Which isn’t to say the show was horrible. It had funny bits, and other parts were heart-warming or interesting… ((SPOILER!)) the part about her first girlfriends’ death and her move to a flea-infested apartment for example, are touching and tell us a good deal about her but don’t induce laughter. In general, think of it as being in the room with Ellen as she has a lengthy, meandering conversation on the phone with a good friend.

The problems with the show are well…numerous. The better bits run on too long. The opening bit, about the question of whether or not she is still “relatable”, for example could’ve been a truly funny, snappy little joke but gets dragged out to minutes of her beating the concept (she’s rich and lives in a big house now) into the ground. She says being gay isn’t anything much more important than the dry eyes Jennifer Aniston suffers from, and she might be right. But for a trait that’s not that important, she sure does go on at length about it.

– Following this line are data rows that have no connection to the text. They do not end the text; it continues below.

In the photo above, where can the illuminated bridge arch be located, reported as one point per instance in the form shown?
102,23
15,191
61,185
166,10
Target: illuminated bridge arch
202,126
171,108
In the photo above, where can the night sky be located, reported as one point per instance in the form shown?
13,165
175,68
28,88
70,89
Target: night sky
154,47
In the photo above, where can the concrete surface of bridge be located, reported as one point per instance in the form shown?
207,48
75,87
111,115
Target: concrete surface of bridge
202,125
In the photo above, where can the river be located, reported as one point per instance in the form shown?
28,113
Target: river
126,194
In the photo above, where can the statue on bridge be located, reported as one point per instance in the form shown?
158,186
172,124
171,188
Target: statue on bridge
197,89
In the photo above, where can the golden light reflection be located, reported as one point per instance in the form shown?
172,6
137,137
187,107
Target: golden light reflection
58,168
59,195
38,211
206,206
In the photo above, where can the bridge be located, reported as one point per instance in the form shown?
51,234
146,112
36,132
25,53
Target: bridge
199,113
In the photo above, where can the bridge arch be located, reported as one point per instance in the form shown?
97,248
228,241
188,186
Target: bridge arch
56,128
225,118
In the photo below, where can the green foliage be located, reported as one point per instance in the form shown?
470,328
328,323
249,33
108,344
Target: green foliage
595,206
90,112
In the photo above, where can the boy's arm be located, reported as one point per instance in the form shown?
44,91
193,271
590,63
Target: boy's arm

Her observational humor is very relatable – everyone has a junk drawer that probably has some rubber bands and a random AA battery or two in it, for instance – but again, so what? It’s true but it’s kind of irrelevant. Nobody’s going to be falling off their chair, rolling around on the floor busting a gut from laughing “Oh my God, that’s so true…I have a dozen elastic bands in my kitchen drawer too, guffaw!” or “I never noticed there were a lot of side effects listed on medicine commercials before! What a hoot!”. And while for most of the show, she stays very clean and family-friendly, the few spots where she tries to be shocking or raunchy seem just inappropriate and forced. That’s not necessarily something lost on her, when after saying how she never really wanted to be typecast as a “dancer” and then having a lengthy skit of her dancing to a rap song with about half the lyrics being ones which would be censored by network TV, she shakes her head and says “I’m 60 and dancing to ‘Back that ass up.’” Someone thought that was a good idea; you don’t necessarily get the idea that Ellen herself was that person.

That said, she might not have had an enviable task going back to her roots. A quarter-century or so back she was unknown, now we feel like we know everything about her, so there’s less she can tell us that will take us by surprise. And while her first sitcom was being canceled because not everybody was ready for a lesbian on prime time, another comic was taking over the TV with his own, more cynical “observational humor” which produced a “show about nothing”- Seinfeld. Since then, we’ve had twenty years of comics talking about things like junk drawers and the frustration of getting out of the shower and having forgotten to have a towel ready. Last but not least, while people can be funny and nice too, it’s a challenge.

In this day and age, it seems it’s a lot easier to draw laughter, applause and fans by merely being loud, having expletives make up about half of your dialog and ranting about who you hate. And that goes for everything from the Twitterverse to Washington’s hallowed halls to the “Just For Laughs” floors. I applaud Ellen for trying to take the high road. Yet while she made me and my parents alike all laugh in the ’90s, now she had me looking at my watch to see if it had stopped 45 minutes in. Maybe I’ve changed. Maybe Ellen has. Maybe society has…well, no maybe about that one. Either way, I think I like those old days a little better.